There is no part of the debates which do or should occupy Congress which ordinary (human) citizens cannot enter on their own behalves either as individuals or (more effectively, presumably) through single-issue PACs.

If a citizen—whether or not a shareholder, because shareholders should not have special rights in governance in preference to citizens generally—wants to protect BIG-PHARMA, let her give $5 to “I LOVE BIG-PHARMA PAC”. If another citizen wants cheaper pharmacy prices, let him give $5 to “LET’S HAVE CHEAP DRUGS PAC”.

Let the PAC’s (and the citizens) go to Washington and sit in the lobbies of the Congressmen.

And let the corporations conduct business according to the rules and regulations which governments may, from time to time, make for these businesses, but leave the management of the governing process to the citizens of the country so that we may once again have a government of the people, by the people, and for the people.

When I drive a car, I want it to go in the direction and at the speed which I indicate to that car through the steering wheel, gas pedal, and brakes. I would be very unhappy to have a car which said, “Sorry I do not merely carry out the business of transporting you, but I also decide what the rules of that business are.
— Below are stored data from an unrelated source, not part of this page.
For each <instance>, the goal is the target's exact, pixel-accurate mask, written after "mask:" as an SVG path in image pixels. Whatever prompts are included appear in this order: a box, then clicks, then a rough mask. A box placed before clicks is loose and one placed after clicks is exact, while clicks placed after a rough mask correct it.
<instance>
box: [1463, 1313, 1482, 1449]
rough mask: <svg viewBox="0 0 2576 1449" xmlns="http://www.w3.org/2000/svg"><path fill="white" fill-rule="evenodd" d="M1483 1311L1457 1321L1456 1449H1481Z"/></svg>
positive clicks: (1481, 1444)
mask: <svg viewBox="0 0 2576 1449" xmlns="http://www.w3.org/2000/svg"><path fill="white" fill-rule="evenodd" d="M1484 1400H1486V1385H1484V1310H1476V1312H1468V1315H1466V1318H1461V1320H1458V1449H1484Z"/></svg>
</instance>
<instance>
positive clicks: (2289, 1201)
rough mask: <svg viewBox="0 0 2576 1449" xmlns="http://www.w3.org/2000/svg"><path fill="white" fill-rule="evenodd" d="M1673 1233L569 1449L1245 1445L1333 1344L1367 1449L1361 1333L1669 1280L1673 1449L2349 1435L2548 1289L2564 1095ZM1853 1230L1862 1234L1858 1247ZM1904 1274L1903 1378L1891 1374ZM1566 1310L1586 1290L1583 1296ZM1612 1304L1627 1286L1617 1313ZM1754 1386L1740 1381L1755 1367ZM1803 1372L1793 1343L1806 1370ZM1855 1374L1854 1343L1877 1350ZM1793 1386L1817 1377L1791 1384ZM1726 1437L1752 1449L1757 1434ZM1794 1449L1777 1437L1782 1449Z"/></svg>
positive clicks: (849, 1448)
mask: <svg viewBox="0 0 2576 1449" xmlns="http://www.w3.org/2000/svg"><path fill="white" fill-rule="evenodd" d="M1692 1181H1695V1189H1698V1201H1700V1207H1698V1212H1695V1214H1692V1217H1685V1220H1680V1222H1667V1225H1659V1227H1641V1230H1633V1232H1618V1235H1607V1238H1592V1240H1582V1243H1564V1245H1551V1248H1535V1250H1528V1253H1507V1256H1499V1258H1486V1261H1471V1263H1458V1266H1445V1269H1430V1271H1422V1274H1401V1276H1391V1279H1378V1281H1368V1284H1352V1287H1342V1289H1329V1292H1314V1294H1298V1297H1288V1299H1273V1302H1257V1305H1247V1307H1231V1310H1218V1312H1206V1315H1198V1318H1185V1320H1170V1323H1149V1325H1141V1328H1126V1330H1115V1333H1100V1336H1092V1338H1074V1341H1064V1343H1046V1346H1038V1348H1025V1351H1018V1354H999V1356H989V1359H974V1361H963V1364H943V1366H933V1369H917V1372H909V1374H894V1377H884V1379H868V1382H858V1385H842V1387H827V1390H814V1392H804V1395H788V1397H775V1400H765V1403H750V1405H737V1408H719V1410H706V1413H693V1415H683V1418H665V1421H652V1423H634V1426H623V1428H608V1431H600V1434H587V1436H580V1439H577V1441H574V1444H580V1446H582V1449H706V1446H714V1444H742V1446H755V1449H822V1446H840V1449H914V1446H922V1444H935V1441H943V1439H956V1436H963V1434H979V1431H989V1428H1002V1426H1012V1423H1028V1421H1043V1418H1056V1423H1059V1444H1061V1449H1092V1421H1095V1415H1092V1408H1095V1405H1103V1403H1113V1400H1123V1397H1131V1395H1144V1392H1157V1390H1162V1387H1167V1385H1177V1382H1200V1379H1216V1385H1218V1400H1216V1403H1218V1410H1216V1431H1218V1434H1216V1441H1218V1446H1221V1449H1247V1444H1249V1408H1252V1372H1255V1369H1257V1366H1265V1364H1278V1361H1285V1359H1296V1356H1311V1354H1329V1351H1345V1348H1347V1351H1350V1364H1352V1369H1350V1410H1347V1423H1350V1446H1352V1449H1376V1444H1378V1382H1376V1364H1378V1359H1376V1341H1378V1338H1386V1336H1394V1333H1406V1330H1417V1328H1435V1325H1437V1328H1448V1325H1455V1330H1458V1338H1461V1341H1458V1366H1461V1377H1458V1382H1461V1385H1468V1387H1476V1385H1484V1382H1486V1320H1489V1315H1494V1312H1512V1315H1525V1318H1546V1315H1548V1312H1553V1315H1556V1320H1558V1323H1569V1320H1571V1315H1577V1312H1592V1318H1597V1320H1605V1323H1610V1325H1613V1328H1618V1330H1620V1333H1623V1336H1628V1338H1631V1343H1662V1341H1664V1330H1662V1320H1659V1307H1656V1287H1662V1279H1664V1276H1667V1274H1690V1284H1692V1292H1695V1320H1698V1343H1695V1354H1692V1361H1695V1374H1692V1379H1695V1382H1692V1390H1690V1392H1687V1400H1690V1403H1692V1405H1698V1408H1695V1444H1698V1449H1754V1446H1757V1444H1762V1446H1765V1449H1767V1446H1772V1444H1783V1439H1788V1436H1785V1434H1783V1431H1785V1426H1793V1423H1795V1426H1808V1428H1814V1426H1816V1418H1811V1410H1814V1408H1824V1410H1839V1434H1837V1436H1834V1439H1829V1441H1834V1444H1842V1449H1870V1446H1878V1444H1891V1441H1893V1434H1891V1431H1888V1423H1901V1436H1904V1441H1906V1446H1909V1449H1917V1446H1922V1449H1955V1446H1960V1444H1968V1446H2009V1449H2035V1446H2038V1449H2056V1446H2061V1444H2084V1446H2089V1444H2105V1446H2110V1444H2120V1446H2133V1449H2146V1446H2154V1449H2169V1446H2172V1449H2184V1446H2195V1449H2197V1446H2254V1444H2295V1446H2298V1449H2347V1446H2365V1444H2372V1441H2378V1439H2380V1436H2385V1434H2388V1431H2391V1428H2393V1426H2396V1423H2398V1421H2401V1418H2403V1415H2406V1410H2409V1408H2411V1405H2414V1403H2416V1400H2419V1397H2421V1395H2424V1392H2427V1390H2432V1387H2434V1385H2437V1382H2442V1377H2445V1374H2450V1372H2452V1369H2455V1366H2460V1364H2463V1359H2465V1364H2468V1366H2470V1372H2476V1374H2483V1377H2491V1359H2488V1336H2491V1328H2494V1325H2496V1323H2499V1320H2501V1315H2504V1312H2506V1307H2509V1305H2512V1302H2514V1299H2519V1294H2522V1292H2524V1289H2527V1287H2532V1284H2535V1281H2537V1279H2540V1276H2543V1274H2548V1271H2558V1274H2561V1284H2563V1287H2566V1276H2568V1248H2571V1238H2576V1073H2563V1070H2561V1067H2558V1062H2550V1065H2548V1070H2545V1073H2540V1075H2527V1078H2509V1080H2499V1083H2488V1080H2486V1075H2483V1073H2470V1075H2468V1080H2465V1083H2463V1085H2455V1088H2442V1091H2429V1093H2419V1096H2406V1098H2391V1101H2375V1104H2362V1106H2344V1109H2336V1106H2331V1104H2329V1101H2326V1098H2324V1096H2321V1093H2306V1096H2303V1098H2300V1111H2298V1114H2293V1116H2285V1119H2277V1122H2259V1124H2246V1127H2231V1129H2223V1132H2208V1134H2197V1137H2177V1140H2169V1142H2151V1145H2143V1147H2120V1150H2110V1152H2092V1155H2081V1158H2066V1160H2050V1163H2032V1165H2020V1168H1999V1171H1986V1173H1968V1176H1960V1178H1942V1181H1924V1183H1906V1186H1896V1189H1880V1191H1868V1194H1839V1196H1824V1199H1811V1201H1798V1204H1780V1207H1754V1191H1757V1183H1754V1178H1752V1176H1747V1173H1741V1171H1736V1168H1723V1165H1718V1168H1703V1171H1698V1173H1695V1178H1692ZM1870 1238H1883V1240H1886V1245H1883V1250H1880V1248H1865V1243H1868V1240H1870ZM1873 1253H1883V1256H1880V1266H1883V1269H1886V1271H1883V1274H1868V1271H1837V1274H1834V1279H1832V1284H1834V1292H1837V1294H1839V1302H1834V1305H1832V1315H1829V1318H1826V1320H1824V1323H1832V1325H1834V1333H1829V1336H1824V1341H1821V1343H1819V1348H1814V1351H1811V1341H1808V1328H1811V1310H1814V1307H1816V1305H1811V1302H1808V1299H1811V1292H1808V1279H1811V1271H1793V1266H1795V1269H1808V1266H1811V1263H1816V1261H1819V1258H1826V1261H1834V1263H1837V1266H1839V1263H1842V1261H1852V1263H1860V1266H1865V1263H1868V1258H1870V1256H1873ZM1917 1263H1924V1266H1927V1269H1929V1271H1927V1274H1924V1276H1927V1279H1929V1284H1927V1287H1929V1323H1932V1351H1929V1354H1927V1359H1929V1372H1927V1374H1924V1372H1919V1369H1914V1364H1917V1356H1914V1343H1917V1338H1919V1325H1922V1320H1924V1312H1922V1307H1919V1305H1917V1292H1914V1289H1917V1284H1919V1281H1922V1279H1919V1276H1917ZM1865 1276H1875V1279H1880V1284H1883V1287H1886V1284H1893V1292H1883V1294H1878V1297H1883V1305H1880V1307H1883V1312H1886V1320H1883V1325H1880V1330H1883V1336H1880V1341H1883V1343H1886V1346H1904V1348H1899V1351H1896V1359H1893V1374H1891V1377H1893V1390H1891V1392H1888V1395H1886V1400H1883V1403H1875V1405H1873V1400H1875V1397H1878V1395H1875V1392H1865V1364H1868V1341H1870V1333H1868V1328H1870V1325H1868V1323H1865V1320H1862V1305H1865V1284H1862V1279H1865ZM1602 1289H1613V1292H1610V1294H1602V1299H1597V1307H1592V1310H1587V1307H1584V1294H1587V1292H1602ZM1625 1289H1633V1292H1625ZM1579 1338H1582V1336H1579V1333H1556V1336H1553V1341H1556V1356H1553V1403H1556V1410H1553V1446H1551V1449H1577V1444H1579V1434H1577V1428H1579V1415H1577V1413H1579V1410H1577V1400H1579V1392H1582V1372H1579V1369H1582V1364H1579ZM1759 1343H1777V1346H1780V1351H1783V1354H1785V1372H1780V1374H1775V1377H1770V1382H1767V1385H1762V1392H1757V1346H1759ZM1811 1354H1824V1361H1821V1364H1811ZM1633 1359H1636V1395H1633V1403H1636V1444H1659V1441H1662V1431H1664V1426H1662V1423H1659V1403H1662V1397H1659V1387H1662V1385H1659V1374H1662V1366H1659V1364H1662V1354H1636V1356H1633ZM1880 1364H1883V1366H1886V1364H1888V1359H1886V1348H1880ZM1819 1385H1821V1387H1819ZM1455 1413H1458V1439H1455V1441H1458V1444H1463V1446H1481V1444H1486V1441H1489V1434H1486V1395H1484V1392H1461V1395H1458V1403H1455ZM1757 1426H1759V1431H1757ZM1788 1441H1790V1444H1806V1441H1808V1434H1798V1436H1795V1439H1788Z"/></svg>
You are going where I want you to go, not where you want to go. You are going at the speed I choose for you, not at the speed you desire. Get used to it.”

The public “charters” corporations—allows their incorporators to bring them into business for the purposes of carrying out some business purpose. It is doubtful that the officially declared “business purpose” of any corporation explicitly lists the making of attempts to change the laws, statutes, rules, regulations, or administrative policies of any government by lobbying or political campaigning. Such actions properly belong to the owners of the corporation, not to the corporation itself. Government was clearly not
considered the (nearly exclusive) purview of corporations when out national and state governments were created.

It would be a simple matter for all state laws to be changed to declare that, “as a matter of public policy”, no corporation’s “corporate purpose” shall be deemed to include attempts to persuade legislatures, legislators, administrators or administrative agencies, judges (except by the tools of litigation), and all attempts by the corporation to do these things shall be illegal (as “ultra vires”—beyond its powers).

We do not expect state or federal governments to take this step at a time when their actions are so thoroughly controlled by corporations. A constitutional amendment may be necessary, and that too has quite a gauntlet to run. Good luck to us!